O escândalo da Pensilvânia
20-08-2018 - 06:18

Mais de 300 padres abusaram de menores ao longo de 70 anos na Pensilvânia. Não menos chocante, esses crimes foram encobertos pela Igreja Católica ao longo de décadas.

“Já houve outros relatórios sobre abusos sexuais dentro da Igreja Católica. Mas nunca nesta escala.” Estas palavras constam de um relatório elaborado por um grupo de jurados (o chamado “grande júri”), por solicitação da procuradoria-geral da Pensilvânia, nos EUA.

Os jurados investigaram durante dois anos seis das oito dioceses do estado da Pensilvânia, concluindo que mais de 300 padres abusaram de menores ao longo de 70 anos. Não menos chocante, esses crimes foram encobertos pela Igreja Católica ao longo de décadas; em alguns casos o silêncio das vítimas foi comprado.

O relatório saúda a boa colaboração prestada por um bispo local à investigação e reconhece que a atitude da Igreja mudou muito nos últimos 15 anos; agora, os crimes de pedofilia alvo de suspeitas de haverem sido cometidos por eclesiásticos são muito mais rapidamente reportados pela Igreja à polícia, escreve o “grande júri”.

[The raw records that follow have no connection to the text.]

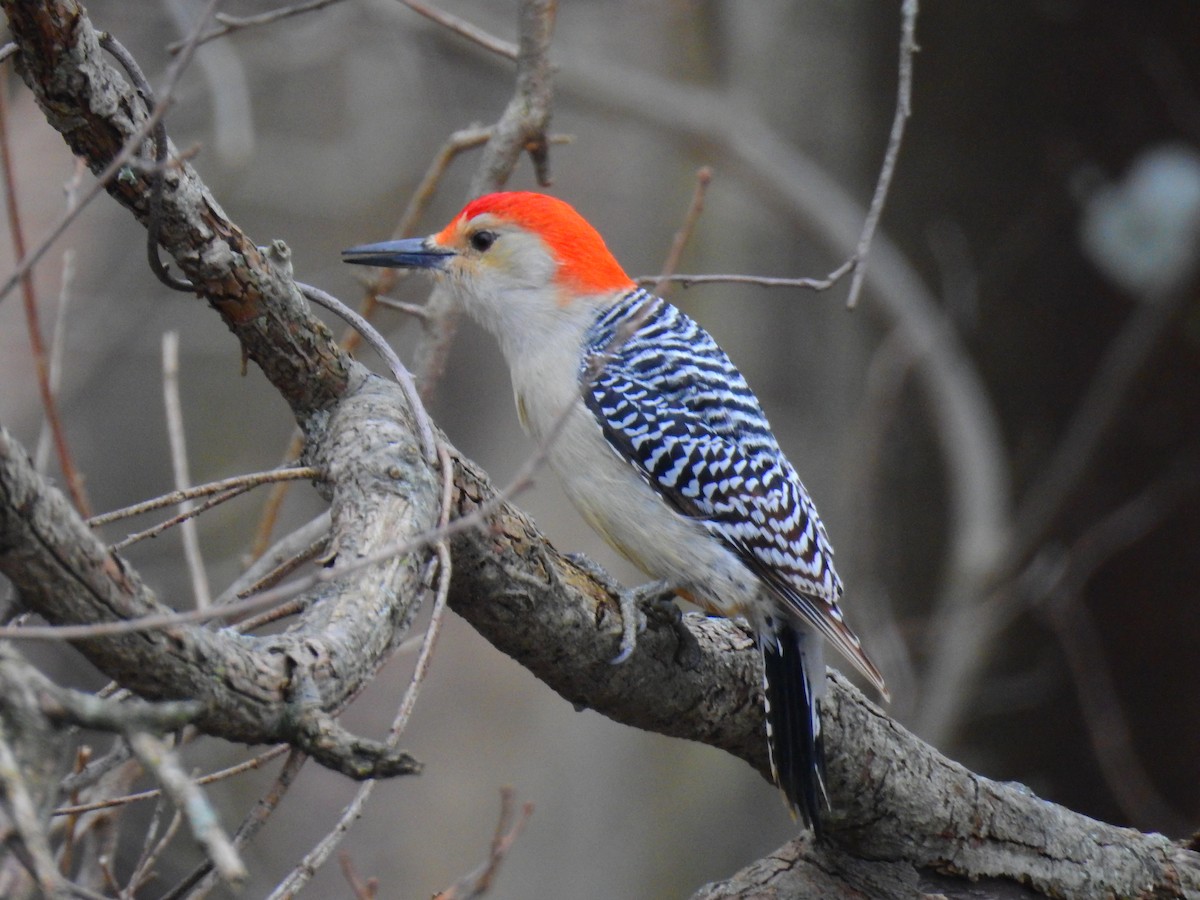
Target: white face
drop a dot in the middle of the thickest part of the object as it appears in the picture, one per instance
(496, 263)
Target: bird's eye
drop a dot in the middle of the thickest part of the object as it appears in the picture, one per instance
(483, 240)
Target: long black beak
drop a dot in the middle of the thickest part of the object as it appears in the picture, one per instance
(408, 253)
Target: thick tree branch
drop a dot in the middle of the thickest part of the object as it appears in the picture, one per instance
(358, 429)
(897, 801)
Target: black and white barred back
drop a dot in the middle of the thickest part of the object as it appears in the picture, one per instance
(670, 401)
(673, 405)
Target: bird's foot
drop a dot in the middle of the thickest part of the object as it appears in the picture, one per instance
(655, 599)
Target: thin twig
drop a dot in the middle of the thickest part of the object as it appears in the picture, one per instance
(363, 889)
(58, 336)
(166, 525)
(144, 871)
(904, 109)
(703, 177)
(178, 441)
(237, 23)
(299, 473)
(478, 882)
(377, 342)
(36, 347)
(307, 867)
(274, 503)
(202, 877)
(202, 819)
(255, 762)
(759, 280)
(465, 29)
(24, 820)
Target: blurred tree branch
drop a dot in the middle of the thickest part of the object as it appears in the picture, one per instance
(903, 811)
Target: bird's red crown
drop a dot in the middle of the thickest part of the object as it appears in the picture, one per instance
(585, 263)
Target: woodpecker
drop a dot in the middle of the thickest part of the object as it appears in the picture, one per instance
(661, 445)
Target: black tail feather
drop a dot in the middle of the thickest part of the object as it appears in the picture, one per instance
(793, 724)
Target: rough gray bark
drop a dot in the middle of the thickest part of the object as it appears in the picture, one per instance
(907, 821)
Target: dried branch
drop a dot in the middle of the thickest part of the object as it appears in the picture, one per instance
(201, 880)
(465, 29)
(36, 346)
(479, 882)
(521, 129)
(178, 442)
(237, 23)
(202, 819)
(252, 763)
(703, 177)
(300, 473)
(762, 281)
(895, 138)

Este caso, de dimensões preocupantes, bem como a retirada da condição de cardeal a um antigo arcebispo de Washington, McCarrick, hoje com 88 anos (não se via uma decisão igual desde há quase cem anos), abalam a credibilidade da Igreja e a própria fé. O presidente da conferência episcopal dos EUA classificou de “catástrofe moral” o que estas notícias vieram revelar.

Veja-se o caso da Irlanda, onde o número de católicos, que era esmagador há décadas, baixou muito desde então, para o que contribuiu a revelação de numerosos casos de pedofilia cometidos por padres e encobertos pelos seus superiores, bem como de sistemáticas violações de direitos humanos de que foram vítimas centenas de raparigas em instituições dirigidas por freiras católicas.

O Papa Francisco visita a Irlanda nos próximos dias 25 e 26. O Arcebispo primaz da Irlanda, Eamon Martin, declarou que espera do Papa não apenas um pedido de desculpas, do tipo “lamento muito”, e que o Papa deveria encontrar-se em Dublin com vítimas de abusos sexuais cometidos por membros do clero.

Para já, a reação do Vaticano ao relatório da Pensilvânia foi inequívoca: a Igreja sente vergonha e dor ao tomar conhecimento dos casos de pederastia praticados por sacerdotes, que considera criminosos. E fez saber que o Papa está do lado das vítimas.

Mas não me surpreenderia que o escândalo da Pensilvânia sirva de arma para atacar o Papa Francisco por aqueles que, dentro da própria Igreja, o combatem. E que entre esses críticos de Francisco por ainda não ter acabado com a pedofilia eclesiástica se encontrem alguns que, no passado, apoiaram o encobrimento dos crimes, para não prejudicar a imagem da Igreja.

O Papa enganou-se quanto a um prelado do Chile, que defendeu por deficiente informação. Mas depressa reconheceu o erro e agiu decididamente em relação ao problema chileno, como é sabido. Que o Papa Francisco continue a procurar que este cancro seja eliminado da Igreja, por muito que as revelações dos crimes e do seu encobrimento suscitem escândalo. Só a verdade liberta.